Celeste sintió la humillación arderle en las mejillas. Se arrodilló con manos temblorosas frente al mármol frío del piso. Una risa contenida surgió entre las concubinas. Otra susurró algo y todas estallaron en murmullos burlones.
Celeste apretó los dientes.
Mientras introducía las manos en el agua jabonosa, supo que no pertenecía allí.
Celeste hundió las manos en el balde, respirando entrecortado. Las concubinas y sirvientas se acomodaron alrededor como si fuesen espectadoras de un espectáculo preparado solo para ellas. Algunas se recostaron en los divanes del salón, otras se agruparon cerca, murmurando con sonrisas afiladas.
Libeyka se sentó en un sillón alto, cruzando las piernas con elegancia, disfrutando cada segundo.
—Apresurate, no te quedes ahí temblando —ordenó con suavidad cruel—. Limpia ese vómito que está allá.
Celeste tragó saliva. Se arrastró de rodillas hasta el lugar indicado, el mármol frío raspándole la piel.
Una sirvienta joven se inclinó hacia otra.
—Mírala, ni siquiera sabe cómo exprimir un paño —susurró, sin molestarse en bajar la voz.
—Las humanas siempre son así. Torpes —respondió la otra, soltando una risita.
Celeste apretó el paño entre sus dedos, intentando ignorar los comentarios, pero el nudo en la garganta crecía.

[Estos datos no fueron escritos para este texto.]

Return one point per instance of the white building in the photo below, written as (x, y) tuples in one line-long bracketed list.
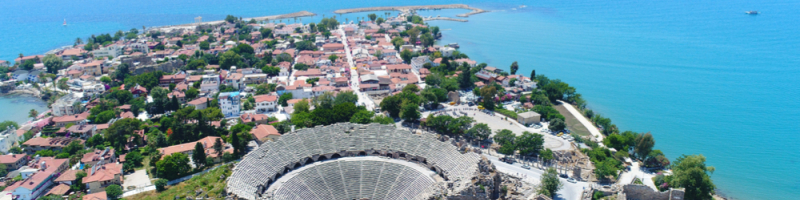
[(64, 105), (111, 50), (229, 104), (447, 51), (419, 61), (210, 83), (7, 139), (266, 103)]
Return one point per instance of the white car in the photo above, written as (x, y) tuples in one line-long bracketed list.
[(571, 180)]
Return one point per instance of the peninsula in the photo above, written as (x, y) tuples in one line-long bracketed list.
[(409, 8), (375, 108)]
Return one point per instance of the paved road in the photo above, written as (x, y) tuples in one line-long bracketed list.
[(570, 191), (588, 124), (496, 122), (363, 99), (637, 172)]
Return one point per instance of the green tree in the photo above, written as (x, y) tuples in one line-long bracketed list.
[(550, 184), (113, 191), (480, 131), (3, 170), (514, 68), (161, 184), (230, 18), (529, 143), (380, 21), (557, 125), (204, 45), (427, 40), (465, 79), (504, 137), (120, 131), (27, 65), (372, 16), (62, 84), (33, 113), (333, 58), (53, 63), (410, 112), (644, 144), (199, 155), (134, 158), (546, 155), (228, 59), (382, 119), (73, 147), (218, 148), (487, 94), (173, 166), (691, 173), (284, 98), (391, 104), (406, 55), (397, 42), (362, 117)]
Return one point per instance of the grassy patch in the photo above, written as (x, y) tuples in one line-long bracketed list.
[(211, 183), (507, 113), (572, 123)]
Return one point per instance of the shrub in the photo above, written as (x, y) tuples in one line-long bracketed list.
[(161, 184)]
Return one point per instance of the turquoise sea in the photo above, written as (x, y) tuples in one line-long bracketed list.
[(701, 75)]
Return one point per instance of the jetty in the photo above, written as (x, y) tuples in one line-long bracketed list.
[(428, 7)]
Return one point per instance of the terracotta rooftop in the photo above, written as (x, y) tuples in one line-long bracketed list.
[(69, 175), (96, 196), (50, 142), (106, 172), (263, 130), (9, 159)]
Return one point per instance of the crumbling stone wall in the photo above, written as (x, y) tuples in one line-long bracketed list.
[(641, 192)]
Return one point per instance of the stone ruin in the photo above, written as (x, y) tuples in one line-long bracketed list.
[(632, 191)]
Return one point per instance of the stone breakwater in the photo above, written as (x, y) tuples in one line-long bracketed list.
[(400, 8)]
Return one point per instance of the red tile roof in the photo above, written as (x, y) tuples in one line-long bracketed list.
[(10, 159), (266, 97), (96, 196), (263, 130), (106, 172)]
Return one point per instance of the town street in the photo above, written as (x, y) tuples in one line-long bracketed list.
[(363, 99)]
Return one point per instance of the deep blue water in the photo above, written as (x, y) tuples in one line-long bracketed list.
[(701, 75)]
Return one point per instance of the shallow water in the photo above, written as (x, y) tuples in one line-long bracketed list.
[(702, 76)]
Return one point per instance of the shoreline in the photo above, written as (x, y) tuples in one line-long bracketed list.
[(270, 17), (401, 8)]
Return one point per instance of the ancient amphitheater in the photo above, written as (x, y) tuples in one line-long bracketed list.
[(353, 161)]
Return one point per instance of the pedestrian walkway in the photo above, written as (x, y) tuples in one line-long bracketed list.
[(588, 124)]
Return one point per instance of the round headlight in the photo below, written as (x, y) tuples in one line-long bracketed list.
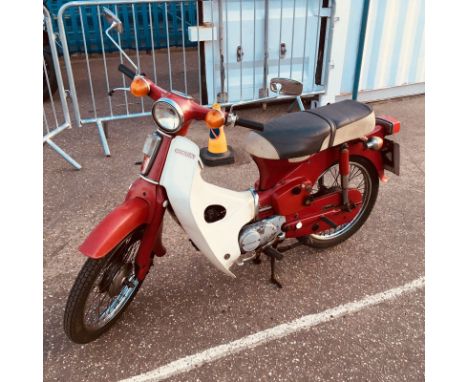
[(168, 115)]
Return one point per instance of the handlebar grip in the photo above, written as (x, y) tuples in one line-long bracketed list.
[(127, 71), (250, 124)]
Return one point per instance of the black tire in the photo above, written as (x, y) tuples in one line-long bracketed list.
[(49, 65), (74, 318), (315, 242)]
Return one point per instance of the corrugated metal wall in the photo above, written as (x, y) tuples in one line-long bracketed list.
[(394, 48)]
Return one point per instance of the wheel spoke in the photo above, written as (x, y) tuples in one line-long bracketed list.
[(100, 306), (358, 175)]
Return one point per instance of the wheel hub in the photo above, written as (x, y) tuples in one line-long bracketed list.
[(120, 279)]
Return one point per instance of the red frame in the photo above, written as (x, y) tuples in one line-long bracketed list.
[(146, 201)]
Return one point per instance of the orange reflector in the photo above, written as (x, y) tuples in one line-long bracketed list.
[(139, 87), (214, 119)]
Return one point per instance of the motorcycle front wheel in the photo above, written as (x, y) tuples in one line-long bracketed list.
[(102, 291), (362, 176)]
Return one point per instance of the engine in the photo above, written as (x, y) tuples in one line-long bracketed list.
[(255, 235)]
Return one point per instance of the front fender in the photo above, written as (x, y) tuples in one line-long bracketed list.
[(115, 227)]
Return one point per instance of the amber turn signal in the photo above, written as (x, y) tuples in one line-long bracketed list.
[(139, 87), (214, 119)]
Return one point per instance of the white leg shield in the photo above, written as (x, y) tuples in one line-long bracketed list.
[(190, 196)]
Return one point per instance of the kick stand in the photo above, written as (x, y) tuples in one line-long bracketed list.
[(274, 255)]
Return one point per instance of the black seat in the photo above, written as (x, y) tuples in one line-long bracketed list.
[(303, 133)]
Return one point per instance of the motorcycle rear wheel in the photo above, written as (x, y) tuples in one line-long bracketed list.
[(103, 289), (364, 177)]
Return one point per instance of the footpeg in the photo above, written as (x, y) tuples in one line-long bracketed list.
[(274, 255)]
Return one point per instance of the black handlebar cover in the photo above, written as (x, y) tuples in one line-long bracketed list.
[(127, 71), (250, 124)]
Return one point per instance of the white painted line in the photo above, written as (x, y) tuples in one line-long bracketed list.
[(196, 360)]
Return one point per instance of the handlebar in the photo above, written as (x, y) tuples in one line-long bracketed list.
[(250, 124), (127, 71)]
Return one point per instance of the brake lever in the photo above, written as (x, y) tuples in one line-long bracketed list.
[(111, 93)]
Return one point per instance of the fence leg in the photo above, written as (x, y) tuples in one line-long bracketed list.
[(102, 137), (64, 155)]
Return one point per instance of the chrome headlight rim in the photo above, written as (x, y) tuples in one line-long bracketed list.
[(176, 107)]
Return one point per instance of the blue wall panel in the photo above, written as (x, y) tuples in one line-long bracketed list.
[(394, 48)]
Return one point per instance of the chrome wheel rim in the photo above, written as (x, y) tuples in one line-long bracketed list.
[(113, 287), (360, 179)]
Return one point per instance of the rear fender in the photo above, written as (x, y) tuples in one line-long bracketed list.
[(374, 156)]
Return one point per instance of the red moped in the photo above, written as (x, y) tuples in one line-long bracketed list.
[(319, 180)]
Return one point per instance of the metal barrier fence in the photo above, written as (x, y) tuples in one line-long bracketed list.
[(91, 26), (237, 47), (56, 116)]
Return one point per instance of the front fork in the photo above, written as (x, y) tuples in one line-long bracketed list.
[(151, 243), (344, 174)]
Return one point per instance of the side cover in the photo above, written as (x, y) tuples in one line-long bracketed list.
[(190, 195)]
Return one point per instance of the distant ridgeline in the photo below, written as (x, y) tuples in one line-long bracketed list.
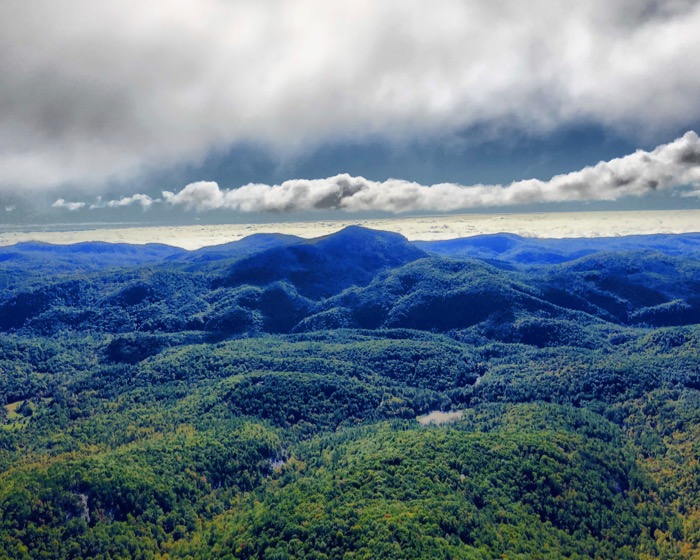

Mientras frotaba el suelo, el jabón le salpicó la cara. Las concubinas estallaron en carcajadas.
—Qué delicada nuestra Vientre de Luna —bromeó una de las más antiguas—. ¿Así piensa dar a luz al heredero del Alfa? ¡Si no aguanta ni limpiar un piso!
—Tal vez el Alfa se arrepienta cuando la vea así —añadió otra, sin pudor.
Celeste sintió un calor vergonzoso subirle al rostro. Quiso responder, defenderse, decirles que no tenían derecho, pero la mirada de Libeyka la atravesó. Era una advertencia silenciosa.
Pasaron horas, Celeste apenas había limpiado la mitad del salón.
—Sigue —dijo la Primera Concubina, con voz dulce que escondía un filo—. Y hazlo bien. Estás dejando vetas en el mármol.
Celeste volvió a inclinarse. Le dolían las rodillas. El vestido se le pegaba a la piel. Las burlas seguían alrededor como un enjambre de abejas venenosas.
Una sirvienta dejó caer a propósito un pedazo de fruta al suelo frente a ella.
—Ups… se me cayó —dijo sonriendo—. ¿Podrías limpiarlo también?
Más risas. Más murmullos.
Celeste tragó su orgullo, sintiendo cómo algo dentro de ella se quebraba, una parte que jamás imaginó sacrificar. Cada movimiento era una derrota, cada gota de agua que le escurría por los brazos, una punzada de impotencia.
Mientras frotaba, con la vista nublada por lágrimas que se negaba a dejar caer.